Dynamic Wealth loses battle against FSB

This week the Financial Services Board (FSB) ordered Dynamic Wealth Management and Dynamic Wealth Stockbrokers to stop doing business with immediate effect. The FSB has ordered that all invested funds must be returned to investors and any outstanding businesses, after consultation with the relevant clients, be transferred to another financial-services provider.

This ruling comes after attempts by the FSB to have certain businesses within Dynamic Wealth put under curatorship (see related articles).
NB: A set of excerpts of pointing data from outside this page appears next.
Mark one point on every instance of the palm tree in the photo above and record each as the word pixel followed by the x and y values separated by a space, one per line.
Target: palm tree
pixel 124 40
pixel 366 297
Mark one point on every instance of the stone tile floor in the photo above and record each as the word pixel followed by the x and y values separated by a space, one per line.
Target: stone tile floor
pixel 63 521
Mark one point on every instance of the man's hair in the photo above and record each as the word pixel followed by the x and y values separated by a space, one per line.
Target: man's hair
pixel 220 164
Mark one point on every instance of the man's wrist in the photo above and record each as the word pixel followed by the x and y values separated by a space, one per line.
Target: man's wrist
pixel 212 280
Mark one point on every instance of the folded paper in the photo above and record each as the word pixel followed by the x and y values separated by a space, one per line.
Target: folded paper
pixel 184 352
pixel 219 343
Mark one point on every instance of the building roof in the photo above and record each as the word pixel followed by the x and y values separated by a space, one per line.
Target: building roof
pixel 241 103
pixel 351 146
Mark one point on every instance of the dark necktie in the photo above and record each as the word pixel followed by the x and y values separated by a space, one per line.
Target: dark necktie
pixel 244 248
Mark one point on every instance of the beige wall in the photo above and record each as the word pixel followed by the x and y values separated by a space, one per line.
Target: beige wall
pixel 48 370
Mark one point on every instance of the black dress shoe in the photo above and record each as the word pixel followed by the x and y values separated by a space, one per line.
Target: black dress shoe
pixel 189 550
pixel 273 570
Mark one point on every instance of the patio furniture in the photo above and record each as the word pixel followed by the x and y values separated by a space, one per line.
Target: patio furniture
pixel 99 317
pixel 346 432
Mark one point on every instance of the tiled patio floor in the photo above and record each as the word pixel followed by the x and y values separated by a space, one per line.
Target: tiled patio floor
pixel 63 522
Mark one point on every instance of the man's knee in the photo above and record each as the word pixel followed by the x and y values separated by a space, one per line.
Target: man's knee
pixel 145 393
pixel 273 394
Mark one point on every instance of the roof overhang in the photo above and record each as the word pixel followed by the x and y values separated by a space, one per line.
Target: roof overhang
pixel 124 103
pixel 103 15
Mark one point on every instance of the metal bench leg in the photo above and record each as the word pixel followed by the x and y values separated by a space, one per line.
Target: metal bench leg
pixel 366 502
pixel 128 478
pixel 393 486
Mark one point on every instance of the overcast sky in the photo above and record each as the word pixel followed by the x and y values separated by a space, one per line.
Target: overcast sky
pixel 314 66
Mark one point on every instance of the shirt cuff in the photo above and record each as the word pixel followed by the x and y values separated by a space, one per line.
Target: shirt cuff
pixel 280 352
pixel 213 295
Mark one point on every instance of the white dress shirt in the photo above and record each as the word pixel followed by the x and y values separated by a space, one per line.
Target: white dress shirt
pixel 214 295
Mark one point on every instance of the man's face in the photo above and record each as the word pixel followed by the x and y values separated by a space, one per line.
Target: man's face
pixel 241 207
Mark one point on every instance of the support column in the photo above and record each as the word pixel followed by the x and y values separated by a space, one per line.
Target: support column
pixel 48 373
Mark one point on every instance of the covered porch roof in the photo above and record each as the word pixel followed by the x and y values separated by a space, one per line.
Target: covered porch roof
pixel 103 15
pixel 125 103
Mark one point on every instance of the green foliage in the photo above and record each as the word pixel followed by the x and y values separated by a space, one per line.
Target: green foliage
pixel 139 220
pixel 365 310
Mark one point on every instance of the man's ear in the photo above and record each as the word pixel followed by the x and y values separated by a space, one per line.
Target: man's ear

Considering the immense cost of curatorship, the decision to rather close the businesses is probably in the best interests of the clients.

The concerns that the FSB has had with Dynamic Wealth related to how it structured its investment.

In order to circumvent the Collective Investment Schemes Control Act (CISCA) requirements, Dynamic Wealth ran “investment clubs”, which allowed it to pool clients’ investments.

The company claimed that this was not open to the public and was a closed group and therefore did not need to be registered as a unit trust as per the Act. However, the FSB found that the investments were, in fact, open to the public. According to the FSB report “the companies had in many instances made themselves guilty of contravention of the law, defiance or circumvention of regulation and the directives issued by the registrar [of the FSB]. The companies have failed in their fiduciary duties towards their clients, neglected the interests of clients, have treated clients unfairly, and in several known instances have caused their clients to suffer severe loss.”

The FSB also stated that the registrar’s experience with the companies has left him as regulator without any confidence in the board of directors and executive management of the companies, and that in many instances the two companies are either unwilling or unable to repay their investors funds that had been entrusted to them.

Due to a R230-million exposure to Corporate Money Managers, a money market fund that collapsed last year, Dynamic Wealth money market investor club members and Income Specialist shareholders (who are mostly pensioners) have received little or no income for at least 12 months. They have also not had access to their capital.

“The above conclusions were drawn after an in-depth inspection of the business affairs of the company, in which the JSE also participated, and a proper administrative process during which representations by the companies had been considered.”